The high theists of the world know The Wholly Other, since they know, that they know little or nothing of being much less than non-being. They confess that they are quite ignorant of the Total Other. They understand, as Isaiah the prophet also understood; “His ways are not our ways and His thoughts are not our thoughts.” To them the word God is a symbol which stands for the limits of their knowledge. This knowledge calls for humility and they are careful not to over speak on the subject of the deity. As one old seer said, those that don’t know speak and those that know do not speak.

You may ask, “Are you saying we can know nothing of non-being?”  No, I am saying that you can only know what He has revealed to you. How does He reveal Himself? One way is through nature and the study of it, that is science. The study of nature has reviewed how great and powerful the Wholly Other is and how different he is from humanity. This knowledge should create awe and wonder in ones spirit, which is true spiritual worship. Unfortunately, many that study nature end up worshipping nature, failing to see that she is an arrow pointing to that which is beyond her. As the seer says when the prophet points at the moon the majority look at his thumb. For many science and religion has become the study of the thumb.

Some may say that this Wholly Other dwells in a cloud of darkness and mystery. Why does he hide Himself? Why does He not reveal Himself? Well, I do not think He is the problem, I think the trouble lays elsewhere. Could it be that He is so awesome and so glorious that in our present form we cannot approach Him without melting into nothingness. This unapproachableness is pointed out in the bible when God tells Moses, “You cannot see my face, for no one may see me and live.” (Exodus 33:20)

There is the real possibility that the darkness that hides the Wholly Other is the darkness that is in the human heart. Jesus said, blessed are the pure in heart for they shall see God”. Now by pure in heart I do not think Jesus is talking about not having impure thoughts e.g. lust, greed, etc. but rather having the right focus of one’s own being. He refers to this as the single eye. “The eye is the lamp of the body. If your eyes are good, your whole body will be full of light.  But if your eyes are bad, your whole body will be full of darkness. If then the light within you is darkness, how great is that darkness! (Matt 6:22-23).This may be why children find it easy to see God until their parents or their culture (which includes religion) fill their eyes with darkness and forces them to see the world through dark colored glasses. It is no wonder Jesus said “unless you convert and become like little children you will in no way, enter the kingdom of God.” So, let’s stop blaming God and the devil for our bad eyes and poor sight.  For that matter let’s stop blaming our parents and culture and accept responsibility for the condition of our own heart. Our hearts are filled with darkness because we have made God too small and are about the business of building idols.

Then, there is the Bible. What is the Bible? The Bible is a collection of writings from men who were searching for the Totally Other. It is the history of their journey and their interaction with the Uncreated One. It records their successes and their failures. It shows them as groping, sometimes searching as a lost children would search for their parent and slowly, in due course growing into adolescence. The Bible also reminds us that the story is not over and that adulthood is still away off.
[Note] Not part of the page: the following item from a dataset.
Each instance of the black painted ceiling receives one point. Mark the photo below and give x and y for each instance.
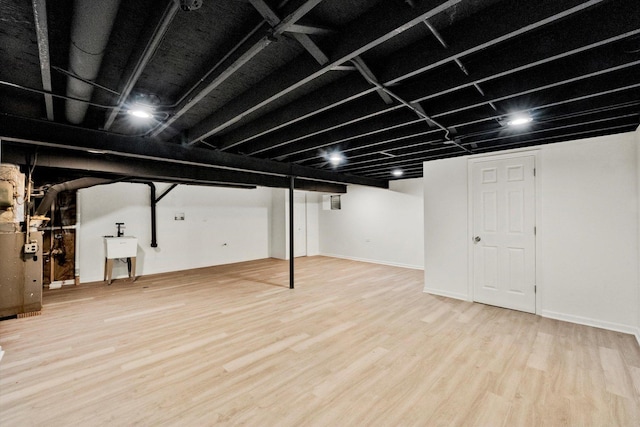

What about the contradictions and mistakes in it? Would you not expect to find a few anomalies and problems in any writings trying to explain the Total Other? It is a book of symbols that point to something that is on the border of human knowledge, known yet unknown. The Bible itself is a symbol which claimed to be both human and divine. The divine part is perfect in doing what it was created for, which is the building of souls as they journeyed towards the Totally Other.

However, there is a consistent theme and a trend that run though the whole of Scriptures, which connects all of its parts, though sometimes overshadowed, it is always there. It is the central symbol of Scriptures and God’s people throughout the ages. We could summarize that one central symbol with the word ‘someone’. Someone is coming, someone is here and someone is coming again.

The someone of Scripture is the Promised One, the Anointed one, the Messiah or Christ. The one who would save the people from their enemies. Their greatest enemies being sin and death. The Scriptures gave clues to help people recognize this someone. It said that he would be extraordinary and different from other men. His words would be different and his life would be different, he would be Other like the One who sent him.

One man has said that it takes extraordinary evidence to prove an extraordinary claim.[7] The scriptures say that the someone in himself is the extraordinary evidence that the Total Other has given to man. This someone is the final and perfect symbol that points to the Total Other. He spoke like no other man and lived like no other man. When he spoke things happened, people were healed, water was changed into wine, storms were stilled and the dead were raised. No man has ever had so many people believe in him and at the same time has had so many hate him and despise his teachings. He truly is the extraordinary man, the someone sent from the Totally Other. This totally other man is still calling people “To come follow me”.

[1] Acts 17:28

[2] When I say He has no being it might be better to say he is super being. We live and move and have our being in Him, but we are not Him.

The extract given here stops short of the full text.